Westend, BRD 2001, Regie: Markus Mischkowski und Kai Maria Steinkühler mit Markus Mischkowski, Kai Maria Steinkühler, Jens Claussen, Katharina Schaltz, Ralf Richter, Katy Karrenbauer u.a.

»Willkommen bei der Ohne-mich-AG«, so ist das Faltblatt zum Film »Westend« überschrieben, den die beiden jungen Kölner Filmemacher Markus Mischkowski und Kai Maria Steinkühler bereits 2001 realisierten und der seit dem 9.Oktober in unseren Kinos zu sehen ist. Im Film gehen die beiden Langzeitarbeitslosen Mike und Alfred, die von den beiden Regisseuren dargestellt werden, konsequent den Weg von der Arbeitslosigkeit über die Ich-AG zur Ohne-mich-AG. So ist der Film in Zeiten von Hartz, Rürup, Herzog, Agenda 2010 & Co. angenehm gegen den Strich gebürstet. Eine gelungene Satire auf das Klischee des »Jung-dynamisch-erfolgreich«-Unternehmers. Denn neben Mike und Alfred gibt es noch einen dritten Loser: Rasto. Dieser wirkt aber nicht wie ein Verlierer. Nur dass seine Geschäfte nicht sehr erfolgreich sind. Er handelt mit allem, was ihm in die Finger kommt. Legal oder illegal sind ihm dabei scheißegal, Erfolg hat er meistens nicht, aber es gelingt ihm, die Aura des ständig beschäftigten, von Terminen gestressten, erfolgreichen Jungunternehmers um sich zu verbreiten. Er ist der ideale Hartzianer, ein »Profi der Nation« im Vortäuschen von Erfolg, ein Held der kapitalistischen prekären Arbeit, ein Hansdampf in allen Sackgassen.
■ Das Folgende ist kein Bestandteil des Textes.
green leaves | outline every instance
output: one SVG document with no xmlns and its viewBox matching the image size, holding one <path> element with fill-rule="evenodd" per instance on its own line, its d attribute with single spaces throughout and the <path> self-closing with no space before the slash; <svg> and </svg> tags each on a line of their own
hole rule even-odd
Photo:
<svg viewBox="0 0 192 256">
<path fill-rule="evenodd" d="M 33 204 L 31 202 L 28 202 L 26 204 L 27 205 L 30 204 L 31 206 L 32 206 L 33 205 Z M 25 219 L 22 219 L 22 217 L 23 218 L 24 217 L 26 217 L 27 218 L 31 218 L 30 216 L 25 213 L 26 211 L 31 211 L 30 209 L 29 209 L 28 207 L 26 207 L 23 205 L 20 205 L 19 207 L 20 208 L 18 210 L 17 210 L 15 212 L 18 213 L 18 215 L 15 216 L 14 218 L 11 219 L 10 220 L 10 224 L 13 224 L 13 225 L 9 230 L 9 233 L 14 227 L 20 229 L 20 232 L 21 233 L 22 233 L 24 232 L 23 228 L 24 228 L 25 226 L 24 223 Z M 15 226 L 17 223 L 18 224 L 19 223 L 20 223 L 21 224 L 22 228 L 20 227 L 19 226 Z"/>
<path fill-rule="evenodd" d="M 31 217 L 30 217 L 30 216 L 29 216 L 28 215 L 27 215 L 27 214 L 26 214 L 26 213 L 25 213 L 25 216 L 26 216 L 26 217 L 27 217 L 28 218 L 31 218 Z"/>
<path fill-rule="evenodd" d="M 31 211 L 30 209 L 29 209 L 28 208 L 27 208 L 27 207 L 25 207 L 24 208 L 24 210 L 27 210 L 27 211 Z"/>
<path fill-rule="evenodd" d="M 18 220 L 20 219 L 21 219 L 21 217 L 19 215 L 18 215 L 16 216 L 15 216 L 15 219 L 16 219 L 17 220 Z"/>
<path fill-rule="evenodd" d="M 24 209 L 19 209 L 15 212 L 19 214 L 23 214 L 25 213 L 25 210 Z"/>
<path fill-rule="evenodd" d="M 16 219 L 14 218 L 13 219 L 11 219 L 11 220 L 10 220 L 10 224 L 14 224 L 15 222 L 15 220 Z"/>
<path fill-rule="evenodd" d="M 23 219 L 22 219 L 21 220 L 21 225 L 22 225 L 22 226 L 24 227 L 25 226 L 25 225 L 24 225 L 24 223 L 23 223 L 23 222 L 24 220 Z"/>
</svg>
In Mike und Alfred, zwei alten Kumpels, glaubt er die Richtigen für seine neueste Geschäftsidee gefunden zu haben: Eine Imbissbude am Rande der Stadt, im kaum bebauten Niemandsland, wo sich vielleicht alle paar Stunden mal jemand hin verirrt. Das Unternehmen entwickelt sich — mit Hilfe eines geschickt platzierten Umleitungsschildes — zunächst überraschend erfolgreich. Doch dann kommt es, wie es kommen muss, und schließlich stehen Mike und Alfred wieder an ihrem angestammten Platz am Kiosk, jeder mit einer Flasche Küppers Kölsch, zu überzeugten Ohne-mich-AGs bekehrt.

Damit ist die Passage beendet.